On this day, 20 April 1974: Buster and Jet
On this day, 20 April 1974 … Buster was already a veteran comic of nearly fourteen years, but readers like me who are more familiar with its mid-1970s to mid-1980s incarnations could be forgiven for thinking that this was a ‘classic’ edition. Its format (a tall 315x225mm) is the most obvious difference from those we know better, and then there’s the multi-panelled opening page of Buster’s Dream World on the front cover. Inside there is only a handful of strips – Faceache, Pete’s Pocket Army, Clever Dick, Bluebottle and Basher and Nellyphant – that will be recognisable to those of us who knew Buster after its mergers with Cor!!, Monster Fun and Jackpot, but it’s the nature of the line-up as a whole, rather than the titles, that I think most differentiates this era of Buster from what would follow.
There is a stronger contingent of ‘adventure’ strips among the ‘humour’ ones, for example, and in that sense Buster wasn’t too different from stablemates Lion and Valiant, nor Tiger before it became concerned only with sport. Thunder (by now merged into Lion), and Jet which had merged into Buster in 1971, also had a similar mix of thrills and fun. If anybody can tell me, I’d be interested to know if IPC operated distinct divisions of ‘humour’ and ‘boys’’ comics in the early 1970s, or whether they were all created alongside each other. Many of the artists on display here – Angel Nadal, Joe Colquhoun, Solano Lopez, Reg Parlett and John Stokes – were all regulars in the likes of Lion and Valiant, which adds to the impression that they and Buster were all of a similar flavour at this time.
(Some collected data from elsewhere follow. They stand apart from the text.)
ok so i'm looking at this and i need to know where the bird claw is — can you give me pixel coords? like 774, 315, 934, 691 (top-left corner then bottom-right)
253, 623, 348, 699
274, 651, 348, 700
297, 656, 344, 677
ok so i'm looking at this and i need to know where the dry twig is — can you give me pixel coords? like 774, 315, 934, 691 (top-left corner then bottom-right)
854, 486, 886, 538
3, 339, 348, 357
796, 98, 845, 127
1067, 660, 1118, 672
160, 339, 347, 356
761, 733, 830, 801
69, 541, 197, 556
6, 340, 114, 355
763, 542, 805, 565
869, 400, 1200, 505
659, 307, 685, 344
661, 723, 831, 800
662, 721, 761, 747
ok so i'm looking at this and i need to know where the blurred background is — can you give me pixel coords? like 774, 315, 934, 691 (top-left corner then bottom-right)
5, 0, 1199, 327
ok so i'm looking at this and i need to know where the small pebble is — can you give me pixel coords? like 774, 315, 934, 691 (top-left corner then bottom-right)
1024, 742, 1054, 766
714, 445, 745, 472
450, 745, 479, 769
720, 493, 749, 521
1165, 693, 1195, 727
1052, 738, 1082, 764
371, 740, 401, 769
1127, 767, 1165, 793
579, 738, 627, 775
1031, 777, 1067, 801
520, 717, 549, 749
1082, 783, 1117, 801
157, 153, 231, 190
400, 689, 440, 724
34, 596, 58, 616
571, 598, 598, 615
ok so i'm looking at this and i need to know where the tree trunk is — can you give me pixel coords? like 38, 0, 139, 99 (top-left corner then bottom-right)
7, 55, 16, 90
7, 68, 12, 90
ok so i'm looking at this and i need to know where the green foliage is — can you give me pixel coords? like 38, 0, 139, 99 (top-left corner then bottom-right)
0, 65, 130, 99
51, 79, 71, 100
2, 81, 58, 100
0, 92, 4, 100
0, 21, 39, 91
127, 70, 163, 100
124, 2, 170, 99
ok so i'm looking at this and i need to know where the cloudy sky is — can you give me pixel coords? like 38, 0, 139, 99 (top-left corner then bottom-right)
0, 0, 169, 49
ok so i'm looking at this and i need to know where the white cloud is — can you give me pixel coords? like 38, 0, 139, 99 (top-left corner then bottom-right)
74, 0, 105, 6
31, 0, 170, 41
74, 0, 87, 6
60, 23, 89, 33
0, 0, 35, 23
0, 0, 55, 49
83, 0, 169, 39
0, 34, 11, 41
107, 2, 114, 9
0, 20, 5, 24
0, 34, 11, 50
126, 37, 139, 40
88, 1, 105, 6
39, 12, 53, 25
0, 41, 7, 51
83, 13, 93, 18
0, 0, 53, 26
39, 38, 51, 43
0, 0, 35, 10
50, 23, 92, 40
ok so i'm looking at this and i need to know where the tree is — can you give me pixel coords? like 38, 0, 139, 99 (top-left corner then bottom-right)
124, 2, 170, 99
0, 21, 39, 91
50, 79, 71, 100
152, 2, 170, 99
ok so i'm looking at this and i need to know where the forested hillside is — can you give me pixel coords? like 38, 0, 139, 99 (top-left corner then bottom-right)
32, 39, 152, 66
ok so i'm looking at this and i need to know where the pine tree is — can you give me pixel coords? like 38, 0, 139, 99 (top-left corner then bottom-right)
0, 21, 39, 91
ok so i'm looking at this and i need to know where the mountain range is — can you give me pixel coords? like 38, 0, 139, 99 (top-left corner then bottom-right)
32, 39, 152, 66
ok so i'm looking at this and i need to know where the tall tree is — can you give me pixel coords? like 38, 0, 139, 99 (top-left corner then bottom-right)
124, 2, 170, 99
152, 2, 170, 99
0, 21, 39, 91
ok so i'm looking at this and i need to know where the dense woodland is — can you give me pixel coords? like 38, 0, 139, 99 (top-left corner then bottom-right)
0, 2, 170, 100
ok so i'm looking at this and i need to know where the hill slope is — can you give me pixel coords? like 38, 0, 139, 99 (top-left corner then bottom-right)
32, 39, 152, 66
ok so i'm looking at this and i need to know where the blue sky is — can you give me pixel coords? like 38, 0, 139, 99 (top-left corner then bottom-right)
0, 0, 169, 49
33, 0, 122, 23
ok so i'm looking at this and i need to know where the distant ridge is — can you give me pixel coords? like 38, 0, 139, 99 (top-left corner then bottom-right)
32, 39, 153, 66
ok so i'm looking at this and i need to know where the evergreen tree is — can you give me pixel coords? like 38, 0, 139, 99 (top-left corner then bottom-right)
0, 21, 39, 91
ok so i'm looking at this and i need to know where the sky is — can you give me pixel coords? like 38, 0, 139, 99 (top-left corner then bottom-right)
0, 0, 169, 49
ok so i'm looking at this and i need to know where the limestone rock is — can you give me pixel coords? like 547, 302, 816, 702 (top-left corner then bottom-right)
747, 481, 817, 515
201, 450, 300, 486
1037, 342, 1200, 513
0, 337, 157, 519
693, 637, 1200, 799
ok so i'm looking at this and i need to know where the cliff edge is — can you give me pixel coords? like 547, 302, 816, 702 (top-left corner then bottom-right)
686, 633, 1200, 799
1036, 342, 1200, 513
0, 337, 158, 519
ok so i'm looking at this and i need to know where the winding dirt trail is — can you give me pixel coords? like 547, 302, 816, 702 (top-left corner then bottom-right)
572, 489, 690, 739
I like this flavour; across all types of story there’s an escapism and spirit of adventure – whether it be Buster fantasising about ye olde days, a gang of chums forming a crime-fighting Ski-board Squad, tiny people in a giant’s world in Pete’s Pocket Army, the fantastical Fishboy and Galaxus or the POW pranks of The Kids of Stalag 41 – that just wasn’t quite as potent in later Busters and other humour comics, when storylines were more generally concerned with slapstick silliness at school and on the streets, stealing sweets and stitching up the local bully.